La zona afectada por el incendio de La Mierla en Guadalajara es una de las comarcas ganaderas más importantes de Castilla-La Mancha. Los ganaderos con ganado en la zona afectada están “nerviosos” y desesperados por la impotencia de ver cómo no pueden acceder a las zonas donde están los animales para darles de comer y beber.
Carlos Cerrada tiene mil cabezas de cabras y ovejas en Prádena de Atienza, una parte están en una nave cerca del pueblo y otra en un vallado fuera. “Los que tengo en el vallado no sé si se habrán quemado o no, pero el problema es que están mis animales sin comer ni beber ya tres días y se van a morir todos de hambre y de sed”, dice desde la zona del fuego en declaraciones a Agroalimentaria.
Ha intentado acceder a ellos por todas las vías, “he llegado hasta la pista de Cañamares, está la Guardia Civil y no me dejan, ‘si pasa usted lo denunciamos y si se pone un poco pesado lo esposamos y va derecho al calabozo’, me han dicho. Y por Gascuña tampoco puedo ir porque también está cerrado”. A este problema se suma que los animales “están pariendo, me voy a encontrar allí lo que no está escrito”.
Carlos ha pedido media hora para entrar a llevar agua y comida y salir, pero no ha sido posible ya que la situación, según ha dicho él mismo, en esta zona va a peor. “Que me quedo sin animales como me llamo Carlos Cerrada”, verbaliza.
Animales en los pueblos para protegerlos
En la misma situación están una veintena de ganaderos en la zona de Jadraque. “Estamos mal y cabreados porque hay mucho descontrol, la Guardia Civil que no nos deja pasar a dar de comer a nuestro ganado. Viene humo y fuego por todos los lados y nadie nos dice cómo está el tema”, asegura Fernando Moreno.
Este ganaderos tiene vacas, una parte de su ganado está pegado al centro de la Nava de Jadraque con collares de vallado virtual, “cerradas en grupos pegados a los cascos urbanos, la zona más segura”.
Otra parte las tiene en el pantano de Alcorlo, “las hemos dejado a su aventura, están sueltas en el campo, las tenemos cogidas con vallados virtuales”.

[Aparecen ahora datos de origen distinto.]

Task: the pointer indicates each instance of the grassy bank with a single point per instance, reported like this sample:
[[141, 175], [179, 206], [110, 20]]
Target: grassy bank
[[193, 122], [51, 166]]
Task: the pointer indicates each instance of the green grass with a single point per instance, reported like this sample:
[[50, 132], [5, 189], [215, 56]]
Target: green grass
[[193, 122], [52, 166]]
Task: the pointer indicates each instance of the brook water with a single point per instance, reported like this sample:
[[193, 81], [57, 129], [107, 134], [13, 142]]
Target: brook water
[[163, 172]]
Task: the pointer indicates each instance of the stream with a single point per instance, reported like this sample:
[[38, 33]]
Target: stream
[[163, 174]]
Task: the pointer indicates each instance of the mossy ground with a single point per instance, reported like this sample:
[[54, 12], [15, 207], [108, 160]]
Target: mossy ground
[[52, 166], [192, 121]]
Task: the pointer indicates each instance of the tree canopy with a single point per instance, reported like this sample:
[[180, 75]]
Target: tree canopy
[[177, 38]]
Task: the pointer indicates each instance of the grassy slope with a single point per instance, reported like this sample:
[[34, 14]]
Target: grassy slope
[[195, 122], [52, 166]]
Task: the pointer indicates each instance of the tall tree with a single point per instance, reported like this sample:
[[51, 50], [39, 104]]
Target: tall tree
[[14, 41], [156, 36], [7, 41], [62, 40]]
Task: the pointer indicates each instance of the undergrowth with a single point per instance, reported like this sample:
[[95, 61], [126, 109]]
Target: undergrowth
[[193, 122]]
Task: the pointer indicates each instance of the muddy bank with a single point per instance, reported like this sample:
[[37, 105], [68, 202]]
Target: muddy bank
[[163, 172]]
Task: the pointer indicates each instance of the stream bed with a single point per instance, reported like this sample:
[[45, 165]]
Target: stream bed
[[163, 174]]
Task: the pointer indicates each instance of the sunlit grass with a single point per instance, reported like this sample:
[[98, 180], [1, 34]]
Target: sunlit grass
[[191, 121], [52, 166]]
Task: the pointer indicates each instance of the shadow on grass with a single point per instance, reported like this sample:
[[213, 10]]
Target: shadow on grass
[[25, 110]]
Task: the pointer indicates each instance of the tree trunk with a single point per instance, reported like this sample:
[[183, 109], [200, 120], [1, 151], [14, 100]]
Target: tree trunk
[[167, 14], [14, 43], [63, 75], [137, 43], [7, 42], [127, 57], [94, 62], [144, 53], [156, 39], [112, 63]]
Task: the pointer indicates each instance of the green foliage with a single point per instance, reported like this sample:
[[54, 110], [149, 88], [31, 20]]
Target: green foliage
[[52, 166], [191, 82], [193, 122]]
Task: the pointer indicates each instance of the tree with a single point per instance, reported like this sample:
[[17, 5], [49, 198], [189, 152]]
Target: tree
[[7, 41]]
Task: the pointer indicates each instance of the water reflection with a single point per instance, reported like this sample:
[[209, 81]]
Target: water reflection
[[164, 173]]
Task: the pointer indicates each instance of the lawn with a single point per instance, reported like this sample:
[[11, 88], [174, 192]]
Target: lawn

El problema ya no es el fuego, lo que más les preocupa es la falta de alimento y agua, sobre todo con el calor que hace en la zona. “No nos dejan pasar a alimentarlas, he bajado a por un camión de pienso esta mañana, pero nos tiene bloqueados y nos han dicho que no nos dejaban pasar ni comida ni agua ni nada”, asegura.
“Hace ya dos días que no podemos acercarnos, el ganado sin comer puede pasar tiempo pero sin beber no” y no parece que la situación vaya a cambiar. “Acabo de hablar con el delegado del Desarrollo Sostenible para ver si nos dejaban pasar porque ayer nos dijeron que sí, pero al final nos han denegado el permiso. Estamos muy enfadados, no vemos ayuda”, afirma desde la zona del incendio.